Build vs. Buy: An Architect's Guide to Video & WebRTC

Developer coworkers discussing Video and WebRTC
August 02, 2022
Written by
Reviewed by
Paul Kamp
Twilion
Lyssa Test
Twilion

This article is for reference only. We're not onboarding new customers to Programmable Video. Existing customers can continue to use the product until December 5, 2024.


We recommend migrating your application to the API provided by our preferred video partner, Zoom. We've prepared this migration guide to assist you in minimizing any service disruption.

The last few years have dramatically shifted the world of video. While this channel was steadily growing in popularity before 2020, the pandemic accelerated its growth as organizations scrambled to find new ways to bring employees and customers together. In fact, business and video conferencing apps experienced record downloads as people moved online to stay connected during lockdowns.

But even as restrictions ease, video has proved it’s here to stay. Customers now expect virtual, face-to-face interaction with their favorite brands and rely upon video to stay informed, remain connected, and do their jobs.

Behind these shifting customer expectations and boost in adoption is the Web Real-Time Communication (WebRTC) standard. WebRTC lowers the barrier to entry for video, providing teams a standard way to implement impactful video across a wide variety of browsers and platforms. But even with this standardization, implementing WebRTC can be a challenge. In fact, if your business makes poor strategic architectural decisions, you can quickly turn a successful implementation into a nightmare.

In this article, we’ll look at the challenges of implementing WebRTC in your application, the pros and cons of building a custom WebRTC solution versus using a cloud-based API, and how you might solve these challenges using Twilio.

A brief introduction to WebRTC

First introduced in 2011, WebRTC is an open-source project designed to embed audio and video functionality within browsers and mobile applications using a shared set of protocols.

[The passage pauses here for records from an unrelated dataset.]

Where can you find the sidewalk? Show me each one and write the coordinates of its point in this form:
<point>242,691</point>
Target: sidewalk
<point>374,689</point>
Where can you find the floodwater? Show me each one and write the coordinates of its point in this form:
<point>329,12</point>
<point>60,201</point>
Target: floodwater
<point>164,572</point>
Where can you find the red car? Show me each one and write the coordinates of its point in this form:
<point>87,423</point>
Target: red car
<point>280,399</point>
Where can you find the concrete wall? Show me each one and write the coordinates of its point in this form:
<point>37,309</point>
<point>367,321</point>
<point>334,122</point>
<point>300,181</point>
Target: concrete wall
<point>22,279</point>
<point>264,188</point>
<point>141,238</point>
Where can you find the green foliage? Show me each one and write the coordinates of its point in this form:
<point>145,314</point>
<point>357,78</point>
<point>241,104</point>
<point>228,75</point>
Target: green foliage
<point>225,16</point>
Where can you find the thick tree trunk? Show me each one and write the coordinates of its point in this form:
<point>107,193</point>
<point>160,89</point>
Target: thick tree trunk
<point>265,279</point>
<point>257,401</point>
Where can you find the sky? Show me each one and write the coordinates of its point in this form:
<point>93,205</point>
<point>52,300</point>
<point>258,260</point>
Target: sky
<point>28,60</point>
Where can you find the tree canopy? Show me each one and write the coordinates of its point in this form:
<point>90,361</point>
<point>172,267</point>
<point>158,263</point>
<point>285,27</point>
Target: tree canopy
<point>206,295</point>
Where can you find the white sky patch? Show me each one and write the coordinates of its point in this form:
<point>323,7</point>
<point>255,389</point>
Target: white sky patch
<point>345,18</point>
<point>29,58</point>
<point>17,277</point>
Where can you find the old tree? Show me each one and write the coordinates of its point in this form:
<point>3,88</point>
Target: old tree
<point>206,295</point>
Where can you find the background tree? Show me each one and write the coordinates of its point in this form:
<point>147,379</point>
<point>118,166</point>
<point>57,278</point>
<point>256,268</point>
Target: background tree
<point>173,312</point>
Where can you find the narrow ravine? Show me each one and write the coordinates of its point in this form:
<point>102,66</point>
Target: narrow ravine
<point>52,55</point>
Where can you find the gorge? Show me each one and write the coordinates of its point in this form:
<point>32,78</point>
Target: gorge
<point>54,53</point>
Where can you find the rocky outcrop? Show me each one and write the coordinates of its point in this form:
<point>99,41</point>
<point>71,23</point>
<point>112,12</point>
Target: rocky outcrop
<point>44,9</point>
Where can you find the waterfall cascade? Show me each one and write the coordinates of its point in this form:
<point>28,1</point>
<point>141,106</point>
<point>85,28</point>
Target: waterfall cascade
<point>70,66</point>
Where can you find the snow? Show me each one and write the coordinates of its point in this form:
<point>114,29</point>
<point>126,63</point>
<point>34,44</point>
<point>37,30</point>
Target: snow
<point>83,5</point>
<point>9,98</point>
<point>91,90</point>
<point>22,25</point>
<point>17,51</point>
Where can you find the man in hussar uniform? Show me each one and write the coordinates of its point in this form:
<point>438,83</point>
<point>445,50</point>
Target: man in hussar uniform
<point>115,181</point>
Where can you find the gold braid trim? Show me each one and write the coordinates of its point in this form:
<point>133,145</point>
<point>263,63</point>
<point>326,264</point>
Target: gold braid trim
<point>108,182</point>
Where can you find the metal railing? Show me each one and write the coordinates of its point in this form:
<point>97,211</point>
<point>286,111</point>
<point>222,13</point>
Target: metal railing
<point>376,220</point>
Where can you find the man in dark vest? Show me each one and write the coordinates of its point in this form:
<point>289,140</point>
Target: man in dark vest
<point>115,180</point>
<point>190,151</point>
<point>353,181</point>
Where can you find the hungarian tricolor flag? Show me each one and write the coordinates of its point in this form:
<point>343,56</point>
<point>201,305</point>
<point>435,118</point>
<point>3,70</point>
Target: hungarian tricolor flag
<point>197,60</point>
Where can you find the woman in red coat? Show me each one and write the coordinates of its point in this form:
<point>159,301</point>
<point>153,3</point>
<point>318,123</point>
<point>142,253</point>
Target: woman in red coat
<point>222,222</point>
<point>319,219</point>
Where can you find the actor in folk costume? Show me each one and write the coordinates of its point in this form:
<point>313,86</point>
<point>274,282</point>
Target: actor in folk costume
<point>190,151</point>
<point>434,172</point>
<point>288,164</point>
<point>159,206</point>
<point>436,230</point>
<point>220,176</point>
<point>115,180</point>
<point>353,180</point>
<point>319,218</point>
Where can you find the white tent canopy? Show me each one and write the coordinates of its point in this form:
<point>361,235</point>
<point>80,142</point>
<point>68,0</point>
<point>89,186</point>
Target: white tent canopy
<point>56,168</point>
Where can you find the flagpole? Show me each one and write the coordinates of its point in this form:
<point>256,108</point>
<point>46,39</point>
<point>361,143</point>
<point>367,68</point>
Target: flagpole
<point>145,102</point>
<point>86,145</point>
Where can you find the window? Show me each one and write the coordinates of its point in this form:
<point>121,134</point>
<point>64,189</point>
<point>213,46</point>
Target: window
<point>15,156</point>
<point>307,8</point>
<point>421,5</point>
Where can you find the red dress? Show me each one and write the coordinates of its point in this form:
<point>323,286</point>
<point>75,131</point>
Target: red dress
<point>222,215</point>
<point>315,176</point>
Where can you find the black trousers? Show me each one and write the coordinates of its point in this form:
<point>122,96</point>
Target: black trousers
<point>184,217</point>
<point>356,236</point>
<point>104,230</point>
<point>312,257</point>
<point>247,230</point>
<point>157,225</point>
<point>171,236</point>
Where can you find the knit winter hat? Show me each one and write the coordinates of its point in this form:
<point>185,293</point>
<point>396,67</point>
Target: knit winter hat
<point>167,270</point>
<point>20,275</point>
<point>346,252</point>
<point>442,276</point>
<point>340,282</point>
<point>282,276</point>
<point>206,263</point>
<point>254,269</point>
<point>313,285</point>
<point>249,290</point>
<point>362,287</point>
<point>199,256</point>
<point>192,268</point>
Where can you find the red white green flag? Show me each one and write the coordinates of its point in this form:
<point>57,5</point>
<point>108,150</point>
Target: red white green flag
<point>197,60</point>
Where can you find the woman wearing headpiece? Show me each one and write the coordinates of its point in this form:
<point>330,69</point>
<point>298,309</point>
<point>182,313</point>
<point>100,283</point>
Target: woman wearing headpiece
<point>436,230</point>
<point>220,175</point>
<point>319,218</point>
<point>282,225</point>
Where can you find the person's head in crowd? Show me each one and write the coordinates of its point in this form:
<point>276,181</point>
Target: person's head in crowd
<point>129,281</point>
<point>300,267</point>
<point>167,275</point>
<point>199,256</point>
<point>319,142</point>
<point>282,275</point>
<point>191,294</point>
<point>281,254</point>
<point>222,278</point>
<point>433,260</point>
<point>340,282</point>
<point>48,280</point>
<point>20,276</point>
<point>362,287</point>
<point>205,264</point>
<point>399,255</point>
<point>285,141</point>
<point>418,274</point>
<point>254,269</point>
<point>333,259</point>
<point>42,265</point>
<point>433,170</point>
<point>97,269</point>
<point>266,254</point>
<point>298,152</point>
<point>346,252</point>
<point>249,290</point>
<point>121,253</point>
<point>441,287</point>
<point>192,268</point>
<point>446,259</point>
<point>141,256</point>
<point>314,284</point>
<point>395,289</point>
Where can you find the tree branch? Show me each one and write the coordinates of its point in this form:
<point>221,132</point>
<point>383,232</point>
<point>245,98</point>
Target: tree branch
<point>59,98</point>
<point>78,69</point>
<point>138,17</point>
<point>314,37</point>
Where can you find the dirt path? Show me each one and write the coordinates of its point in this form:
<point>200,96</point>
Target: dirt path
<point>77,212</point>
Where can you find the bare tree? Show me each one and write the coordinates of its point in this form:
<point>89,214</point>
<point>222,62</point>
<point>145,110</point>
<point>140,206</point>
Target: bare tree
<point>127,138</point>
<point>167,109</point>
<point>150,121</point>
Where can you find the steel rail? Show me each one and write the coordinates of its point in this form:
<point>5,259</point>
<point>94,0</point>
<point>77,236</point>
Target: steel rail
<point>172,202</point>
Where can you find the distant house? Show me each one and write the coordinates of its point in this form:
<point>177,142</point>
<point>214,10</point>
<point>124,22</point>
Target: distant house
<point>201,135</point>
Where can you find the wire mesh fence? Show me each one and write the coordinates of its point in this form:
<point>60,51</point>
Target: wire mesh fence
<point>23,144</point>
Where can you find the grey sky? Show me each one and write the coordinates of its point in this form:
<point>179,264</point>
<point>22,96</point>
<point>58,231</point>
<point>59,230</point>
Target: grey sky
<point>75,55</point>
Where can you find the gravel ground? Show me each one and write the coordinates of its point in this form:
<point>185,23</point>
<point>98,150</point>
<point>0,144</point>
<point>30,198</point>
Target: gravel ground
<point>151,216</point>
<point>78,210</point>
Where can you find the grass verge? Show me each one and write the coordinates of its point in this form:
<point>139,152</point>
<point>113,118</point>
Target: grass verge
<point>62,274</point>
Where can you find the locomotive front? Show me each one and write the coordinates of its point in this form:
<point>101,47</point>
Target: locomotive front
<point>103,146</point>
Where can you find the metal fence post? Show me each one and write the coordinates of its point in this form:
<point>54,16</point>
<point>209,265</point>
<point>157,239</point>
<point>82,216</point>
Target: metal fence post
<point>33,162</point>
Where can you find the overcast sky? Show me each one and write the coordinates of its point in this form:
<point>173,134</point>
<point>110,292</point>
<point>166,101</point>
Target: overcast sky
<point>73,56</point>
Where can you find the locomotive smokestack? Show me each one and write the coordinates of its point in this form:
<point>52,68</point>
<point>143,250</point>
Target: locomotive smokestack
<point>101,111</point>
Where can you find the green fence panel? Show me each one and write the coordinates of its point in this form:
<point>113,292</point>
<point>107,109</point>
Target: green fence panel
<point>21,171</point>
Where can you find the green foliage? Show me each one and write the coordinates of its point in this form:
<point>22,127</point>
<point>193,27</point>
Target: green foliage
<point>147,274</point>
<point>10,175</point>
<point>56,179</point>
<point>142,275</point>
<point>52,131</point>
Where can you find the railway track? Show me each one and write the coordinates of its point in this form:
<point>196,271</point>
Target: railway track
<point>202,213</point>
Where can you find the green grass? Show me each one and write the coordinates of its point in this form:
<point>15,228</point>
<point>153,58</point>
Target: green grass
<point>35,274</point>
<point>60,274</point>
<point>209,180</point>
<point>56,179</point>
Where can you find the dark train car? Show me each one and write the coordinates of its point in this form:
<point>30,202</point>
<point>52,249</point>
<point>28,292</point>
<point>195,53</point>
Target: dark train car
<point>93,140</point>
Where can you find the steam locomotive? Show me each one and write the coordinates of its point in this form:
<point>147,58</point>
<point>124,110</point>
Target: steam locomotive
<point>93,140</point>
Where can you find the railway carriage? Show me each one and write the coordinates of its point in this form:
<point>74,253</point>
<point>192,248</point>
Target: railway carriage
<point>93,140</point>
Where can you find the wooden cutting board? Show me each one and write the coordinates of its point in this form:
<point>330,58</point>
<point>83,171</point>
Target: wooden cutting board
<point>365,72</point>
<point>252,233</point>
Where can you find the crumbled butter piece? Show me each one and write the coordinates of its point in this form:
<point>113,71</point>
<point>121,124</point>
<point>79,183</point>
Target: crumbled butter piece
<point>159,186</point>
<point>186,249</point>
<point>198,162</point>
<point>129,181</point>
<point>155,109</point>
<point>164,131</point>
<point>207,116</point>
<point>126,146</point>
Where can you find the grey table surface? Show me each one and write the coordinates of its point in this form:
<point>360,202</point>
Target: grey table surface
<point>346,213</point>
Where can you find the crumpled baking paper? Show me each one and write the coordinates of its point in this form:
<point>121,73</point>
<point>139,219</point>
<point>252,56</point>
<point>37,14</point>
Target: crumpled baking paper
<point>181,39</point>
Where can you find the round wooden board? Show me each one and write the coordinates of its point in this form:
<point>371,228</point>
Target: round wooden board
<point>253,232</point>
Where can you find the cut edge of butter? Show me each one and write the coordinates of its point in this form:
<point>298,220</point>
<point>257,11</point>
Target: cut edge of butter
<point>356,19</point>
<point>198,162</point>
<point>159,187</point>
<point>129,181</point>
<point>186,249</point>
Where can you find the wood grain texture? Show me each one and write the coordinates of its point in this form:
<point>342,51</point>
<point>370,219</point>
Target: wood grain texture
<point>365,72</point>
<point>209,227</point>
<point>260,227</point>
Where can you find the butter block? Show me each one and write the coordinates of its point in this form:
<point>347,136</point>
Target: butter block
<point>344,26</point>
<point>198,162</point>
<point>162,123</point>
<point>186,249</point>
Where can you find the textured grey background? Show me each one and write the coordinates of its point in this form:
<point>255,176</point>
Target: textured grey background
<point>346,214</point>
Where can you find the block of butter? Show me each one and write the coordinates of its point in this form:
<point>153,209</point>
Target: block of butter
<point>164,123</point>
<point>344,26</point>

It allows peer-to-peer audio and video communication without the need for plugins or native apps. All major browsers support it natively, covering 96% of users, and quite a few major brands use it, like Facebook, Google Hangouts, and Houseparty.

When implementing WebRTC, there are 2 basic choices:

  1. Build and deploy a solution using open-source software (OSS) offerings such as Jitsi or Kurento
  2. Integrate a cloud-based video API such as Twilio

While modern development often leans toward cloud-based solutions, there are still situations where you might choose to build a custom solution. For example, a custom solution might be best if you face regulatory and compliance issues that require maintaining your servers. Or if the fixed operational cost of managing services is a better fit for your business case.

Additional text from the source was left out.